Late last night, the Royals wrapped up win #17 before 38,910 stunned fans in Orange County. It was the team's first win since a 4-2 win over the Devil Rays last Friday; also the last time Mark Redman took the pill. Thanks to a hacktastic Angels offense that was content to pound ground balls all night, Redman (8.0 IP, 4 hits, 3 walks, 1 strikeout) escaped the evening unscathed. In the process, our man lowered his season ERA to 5.68.
Even more remarkably, Burgos pitched through a harrowing 9th, getting a gigantic double-play from the pointlessly intense Darin Erstad. In short, it was the kind of play this team hasn't had enough of during the course of this 17-47 season.
Back to 30 games below .500.
Amazingly, the Royals are a respectable 7-9 in one-run games this year. Actually, thats a fairly bad sign: we can't even claim that they've been unlucky. Pittsburgh, for example, is 7-19 in one-run games, and they've still racked up 9 more wins than our Royals.
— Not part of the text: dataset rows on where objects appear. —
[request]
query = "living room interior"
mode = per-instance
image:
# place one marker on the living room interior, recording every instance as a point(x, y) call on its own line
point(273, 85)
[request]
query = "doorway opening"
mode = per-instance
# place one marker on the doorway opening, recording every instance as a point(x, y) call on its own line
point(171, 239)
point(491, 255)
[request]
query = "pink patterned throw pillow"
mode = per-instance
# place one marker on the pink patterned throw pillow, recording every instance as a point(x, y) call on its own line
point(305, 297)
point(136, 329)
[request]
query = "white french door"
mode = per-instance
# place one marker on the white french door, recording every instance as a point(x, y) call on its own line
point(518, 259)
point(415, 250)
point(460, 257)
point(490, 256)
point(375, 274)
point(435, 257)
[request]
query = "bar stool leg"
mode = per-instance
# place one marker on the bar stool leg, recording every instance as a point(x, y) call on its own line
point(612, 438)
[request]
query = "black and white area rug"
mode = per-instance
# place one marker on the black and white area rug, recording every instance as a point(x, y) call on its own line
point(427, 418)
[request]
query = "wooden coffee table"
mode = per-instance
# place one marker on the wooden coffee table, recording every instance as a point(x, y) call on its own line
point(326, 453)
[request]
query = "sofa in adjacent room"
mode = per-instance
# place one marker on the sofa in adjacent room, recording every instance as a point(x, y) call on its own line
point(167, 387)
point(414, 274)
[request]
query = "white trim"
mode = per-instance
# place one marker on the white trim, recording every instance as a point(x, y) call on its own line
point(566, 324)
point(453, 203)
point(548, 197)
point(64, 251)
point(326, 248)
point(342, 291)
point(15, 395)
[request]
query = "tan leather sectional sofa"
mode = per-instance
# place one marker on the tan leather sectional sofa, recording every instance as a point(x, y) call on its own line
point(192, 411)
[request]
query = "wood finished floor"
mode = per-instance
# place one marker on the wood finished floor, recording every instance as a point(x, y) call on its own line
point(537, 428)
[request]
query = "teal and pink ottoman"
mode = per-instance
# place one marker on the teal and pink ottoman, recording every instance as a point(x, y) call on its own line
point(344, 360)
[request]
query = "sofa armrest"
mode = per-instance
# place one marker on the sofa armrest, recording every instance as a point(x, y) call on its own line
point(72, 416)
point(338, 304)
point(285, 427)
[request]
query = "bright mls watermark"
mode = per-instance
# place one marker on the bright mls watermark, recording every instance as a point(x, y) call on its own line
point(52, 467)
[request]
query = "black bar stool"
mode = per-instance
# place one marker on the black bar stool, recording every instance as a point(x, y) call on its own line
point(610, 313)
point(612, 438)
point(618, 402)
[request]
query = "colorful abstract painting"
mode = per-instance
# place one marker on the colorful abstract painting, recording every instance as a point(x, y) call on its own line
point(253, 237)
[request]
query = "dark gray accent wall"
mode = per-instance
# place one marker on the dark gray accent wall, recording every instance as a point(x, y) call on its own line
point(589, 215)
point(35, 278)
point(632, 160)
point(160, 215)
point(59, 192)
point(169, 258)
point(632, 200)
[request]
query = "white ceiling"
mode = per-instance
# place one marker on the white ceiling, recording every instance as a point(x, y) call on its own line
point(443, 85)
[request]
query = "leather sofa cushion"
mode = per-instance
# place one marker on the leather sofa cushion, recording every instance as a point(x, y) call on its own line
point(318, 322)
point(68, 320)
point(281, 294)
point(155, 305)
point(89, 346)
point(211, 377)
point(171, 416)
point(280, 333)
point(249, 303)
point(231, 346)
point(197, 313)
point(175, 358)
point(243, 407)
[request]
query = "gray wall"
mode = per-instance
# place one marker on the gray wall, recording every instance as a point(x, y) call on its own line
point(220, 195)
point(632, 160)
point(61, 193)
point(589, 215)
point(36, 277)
For the Royals, it was a team effort, with the lineup's top (David and Grudz) scoring 3 of the 4 runs. In the 8th inning, David led off with a single, and Buddisimo immediately went to the small ball card, having Grudz bunt, the same Grudz who'd already homered and doubled in that game, and is likely the team's best hitter.
Taking Grudz's ability to hit out of the equation for a moment, lets review the basics. Currently, with a runner on first and no outs, a team on average scores .93492 runs that inning. This is the old saw we hear every damn game, "if you get the leadoff man on, he usually scores". Well, in this case, its true. Here's the run expectancy of the result of the bunt, man on second, one out: .73055.
At this point, its irrelevant if the play "worked" or not, the decision needs to be judged on its own merits, not the chance events which follow. (The old example of, "if I run across the street blindly and make it to the other side, was it a good decision?" example). Even so, in this inning, the bunt plainly didn't work, Sanders walked with two outs, which would have moved David to 2nd anyway, to say nothing of Minky's ground out to second beforehand, which would have moved him to 2nd as well. Luckily for the Royals, Stairs stepped up huge and actually got a hit.
Finally, this was the top of the 8th, meaning the Angels still had two more chances. Perhaps we should just be happy the Royals scored and that Buddy wasn't doing this in the 6th or earlier. Still, its a little annoying to take the bat out of Grudz's hands to net a result that the numbers show lowers your chance of scoring. But, it was a chance for Buddy to look all managerial and crafty in kind of a simulated "boy, this is a big moment" kind of way.
Futility Update Through 64 Games:
2003 Tigers: 16-48 (The Tigers were in a 8 game losing streak)
1962 Mets: 17-47
1941 Phillies: 18-46
2006 Royals: 17-47
Those 1930s-40s Phillies were incredibly awful, and its somewhat shocking that the franchise survived so much losing. Ahh, the "Doc Prothro Era" in Philadelphia. Doc was the Buddy Bell of his time, posting a career record of 138-320, thanks a nice three year run of 45-106, 50-103, and 43-111. Doc died in 1971 (moment of silence for Doc Prothro) but maybe he still has a son or grandson around who could contribute to the Royals.
As we all know, the organization has an established fondness for family ties.